- Genre: Air show
- Venue: Gillespie Field
- Location: El Cajon, California
- Country: United States
- Organized by: Commemorative Air Force

= AirShow San Diego =

AirShow San Diego (formerly Wings over Gillespie) was an air show usually held during the first weekend of June at Gillespie Field in El Cajon, California. It was conducted by the San Diego wing (Air Group One) of the Commemorative Air Force. It is a regular stop for many "warbirds" that make the airshow circuit each year, including the CAF's B-17 Flying Fortress Sentimental Journey. In recent years the air show has shown a larger number of flying demonstrations at what was at one time a mostly static air show.

The annual airshow had been cancelled since 2016 due to rising costs of putting on such an event. There are still many "warbirds" that fly in and out of Gillespie every week, however there is no permanent schedule for these flights.

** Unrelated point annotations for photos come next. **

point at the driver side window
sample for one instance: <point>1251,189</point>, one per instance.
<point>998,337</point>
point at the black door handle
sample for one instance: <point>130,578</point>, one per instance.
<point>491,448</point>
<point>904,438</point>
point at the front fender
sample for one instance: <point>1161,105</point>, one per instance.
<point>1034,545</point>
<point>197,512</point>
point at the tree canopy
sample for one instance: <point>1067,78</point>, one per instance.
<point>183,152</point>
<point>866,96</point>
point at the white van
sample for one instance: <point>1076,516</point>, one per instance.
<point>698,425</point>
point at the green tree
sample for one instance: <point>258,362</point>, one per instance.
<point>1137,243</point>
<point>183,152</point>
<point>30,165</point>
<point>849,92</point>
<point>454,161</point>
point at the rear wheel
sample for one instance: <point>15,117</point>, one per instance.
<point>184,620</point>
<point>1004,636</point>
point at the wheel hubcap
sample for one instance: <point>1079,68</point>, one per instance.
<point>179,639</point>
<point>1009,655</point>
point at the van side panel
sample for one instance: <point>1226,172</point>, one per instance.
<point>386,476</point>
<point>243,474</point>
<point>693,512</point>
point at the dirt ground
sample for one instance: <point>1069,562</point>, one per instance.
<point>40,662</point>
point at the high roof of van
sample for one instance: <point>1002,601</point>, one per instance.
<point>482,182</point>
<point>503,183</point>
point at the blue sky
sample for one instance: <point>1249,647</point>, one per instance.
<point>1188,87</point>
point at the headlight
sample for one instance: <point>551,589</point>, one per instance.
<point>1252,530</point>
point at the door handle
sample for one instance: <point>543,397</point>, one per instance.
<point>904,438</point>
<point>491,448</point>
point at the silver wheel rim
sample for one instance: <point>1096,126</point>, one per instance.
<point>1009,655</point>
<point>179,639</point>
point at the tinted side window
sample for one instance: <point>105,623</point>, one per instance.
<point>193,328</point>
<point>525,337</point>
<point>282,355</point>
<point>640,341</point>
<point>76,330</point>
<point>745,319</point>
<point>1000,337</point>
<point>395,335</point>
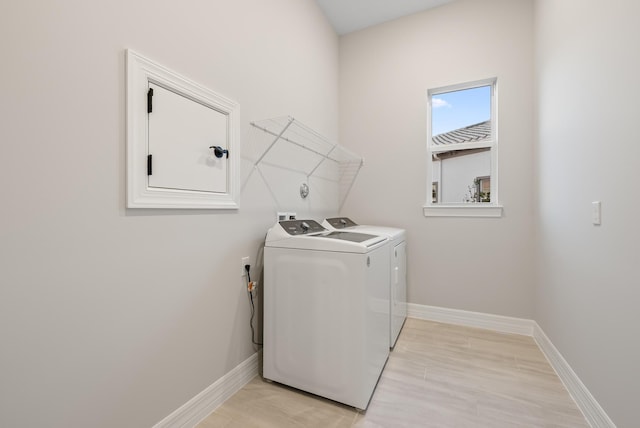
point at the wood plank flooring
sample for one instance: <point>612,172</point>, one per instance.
<point>438,375</point>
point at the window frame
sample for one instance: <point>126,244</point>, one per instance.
<point>464,209</point>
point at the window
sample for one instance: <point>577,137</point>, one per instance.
<point>462,150</point>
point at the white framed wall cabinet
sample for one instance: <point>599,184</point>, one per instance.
<point>183,146</point>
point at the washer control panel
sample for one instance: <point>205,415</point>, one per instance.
<point>301,227</point>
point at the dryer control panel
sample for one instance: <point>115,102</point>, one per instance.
<point>301,227</point>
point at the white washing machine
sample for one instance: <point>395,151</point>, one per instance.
<point>326,310</point>
<point>398,268</point>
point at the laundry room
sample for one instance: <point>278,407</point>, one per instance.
<point>122,307</point>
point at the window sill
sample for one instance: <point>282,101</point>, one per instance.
<point>471,210</point>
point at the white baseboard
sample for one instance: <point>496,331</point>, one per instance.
<point>498,323</point>
<point>200,406</point>
<point>592,411</point>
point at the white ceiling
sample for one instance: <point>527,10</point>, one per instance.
<point>351,15</point>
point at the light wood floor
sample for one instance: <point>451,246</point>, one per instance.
<point>438,375</point>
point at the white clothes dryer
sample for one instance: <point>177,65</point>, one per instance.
<point>398,268</point>
<point>326,310</point>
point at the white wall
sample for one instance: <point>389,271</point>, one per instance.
<point>464,263</point>
<point>588,63</point>
<point>112,317</point>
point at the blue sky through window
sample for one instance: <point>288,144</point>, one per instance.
<point>457,109</point>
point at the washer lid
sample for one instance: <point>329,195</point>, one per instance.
<point>309,235</point>
<point>344,223</point>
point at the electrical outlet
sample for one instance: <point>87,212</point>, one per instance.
<point>596,212</point>
<point>245,261</point>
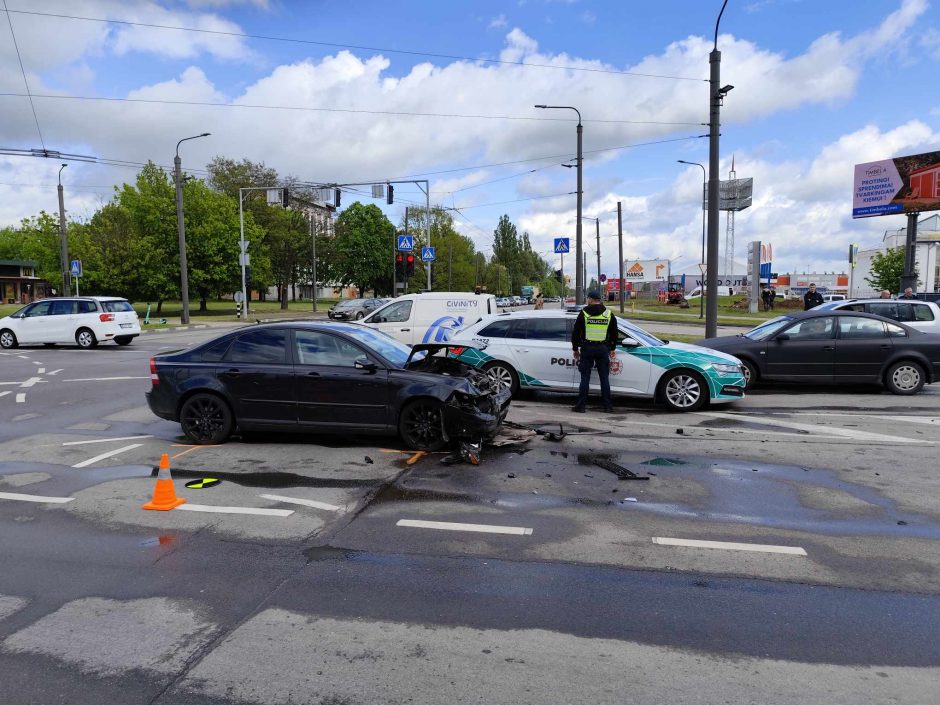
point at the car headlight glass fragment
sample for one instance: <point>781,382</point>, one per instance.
<point>725,368</point>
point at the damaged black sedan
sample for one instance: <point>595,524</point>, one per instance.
<point>339,378</point>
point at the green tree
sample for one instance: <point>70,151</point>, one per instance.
<point>886,269</point>
<point>360,253</point>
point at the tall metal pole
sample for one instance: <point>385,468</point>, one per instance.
<point>579,245</point>
<point>620,249</point>
<point>909,278</point>
<point>715,94</point>
<point>181,226</point>
<point>242,249</point>
<point>427,202</point>
<point>64,240</point>
<point>597,224</point>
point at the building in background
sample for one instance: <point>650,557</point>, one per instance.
<point>19,283</point>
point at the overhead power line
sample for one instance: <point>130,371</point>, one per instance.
<point>357,47</point>
<point>23,71</point>
<point>303,108</point>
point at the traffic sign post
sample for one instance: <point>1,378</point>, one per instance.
<point>75,269</point>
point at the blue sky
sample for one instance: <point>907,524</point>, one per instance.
<point>819,87</point>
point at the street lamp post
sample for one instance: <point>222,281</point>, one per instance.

| Soviet Yakovlev Yak-9UM at eighth annual Wings over Gillespie | B-25 Mitchell | Cockpit of a V-22 Osprey at the 2012 airshow | Grumman TBF Avenger on the tarmac at the 2012 airshow |

Gillespie Field is also the home of the San Diego Air & Space Museum Gillespie Field Annex. Housing their restoration department and auxiliary display of their extended collection of military aircraft and Atlas ICBM missile.